On this view, the reason that Mr. Garner was able to sue Tennessee for shooting his child to death was that the state had thereby terminated his ability to make his son spend time in his company. Since the son in McCurdy was nineteen and independent, his father there had no such right to lose.
Characterizing the Loss of A Parent/Child Relationship
To characterize the loss of the parent/child relationship in this way, however, is to trivialize it and to miss entirely the harm that the government (or any murderer, for that matter) inflicts on a parent when it extinguishes the life of his child.
The primary reason that a parent is given the right to control her children in so many ways is that the law presumes (almost irrebutably) that parents will act out of love to ensure that their children are safe, healthy, and educated in a way that is best for them.
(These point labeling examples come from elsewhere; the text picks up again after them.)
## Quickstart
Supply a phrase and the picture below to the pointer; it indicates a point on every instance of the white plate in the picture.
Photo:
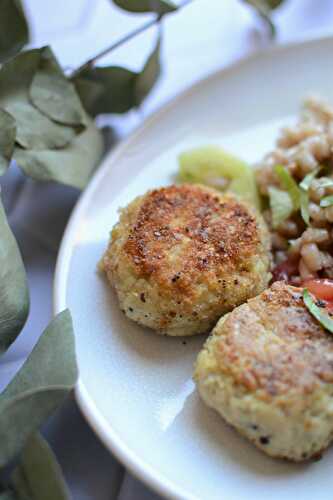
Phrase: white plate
(135, 387)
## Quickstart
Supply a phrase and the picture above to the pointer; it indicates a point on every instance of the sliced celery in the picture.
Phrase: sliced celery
(212, 166)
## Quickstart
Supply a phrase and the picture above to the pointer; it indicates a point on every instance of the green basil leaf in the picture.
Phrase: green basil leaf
(14, 31)
(306, 182)
(281, 206)
(53, 94)
(72, 165)
(38, 475)
(324, 319)
(161, 7)
(304, 200)
(14, 293)
(146, 80)
(34, 129)
(41, 385)
(118, 89)
(327, 201)
(289, 184)
(7, 139)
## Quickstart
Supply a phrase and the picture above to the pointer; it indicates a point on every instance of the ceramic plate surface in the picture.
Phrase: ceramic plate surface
(135, 387)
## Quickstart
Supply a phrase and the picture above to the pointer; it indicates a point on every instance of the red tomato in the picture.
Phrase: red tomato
(320, 288)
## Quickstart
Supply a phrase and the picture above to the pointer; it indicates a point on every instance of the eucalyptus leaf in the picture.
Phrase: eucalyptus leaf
(117, 84)
(89, 92)
(38, 475)
(41, 385)
(7, 139)
(34, 129)
(14, 293)
(161, 7)
(146, 80)
(264, 8)
(116, 89)
(8, 495)
(14, 31)
(53, 94)
(72, 165)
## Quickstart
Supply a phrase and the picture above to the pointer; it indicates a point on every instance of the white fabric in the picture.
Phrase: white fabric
(205, 36)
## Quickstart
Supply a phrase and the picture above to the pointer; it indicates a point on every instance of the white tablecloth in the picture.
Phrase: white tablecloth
(204, 37)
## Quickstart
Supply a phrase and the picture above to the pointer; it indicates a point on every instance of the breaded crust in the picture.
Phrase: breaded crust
(268, 370)
(183, 255)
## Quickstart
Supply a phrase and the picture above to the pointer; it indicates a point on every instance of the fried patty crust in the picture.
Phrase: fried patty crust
(268, 370)
(183, 255)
The right to the companionship of one's children is precious, because of the expression of love that begins as largely one-sided but ideally becomes increasingly reciprocal over time.
The parental right that is violated by the killing of a child is therefore a right to enjoy a relationship that one has nurtured and that is eventually a reflection of mutual affection and concern, rather than one of power to coerce contact. If that is true, then the companionship of an adult child, though not something that a parent can legally coerce, is ordinarily a concomitant of having done a decent job of parenting that engenders a desire to continue the relationship beyond the point of custodial authority.
When a child in fact has such a relationship with his parent, and the government destroys that freely chosen relationship that so clearly emerged from the upbringing that preceded it, the government interferes with what is one of the most meaningful associations that people can have with one another. For that, a parent should certainly have standing to sue.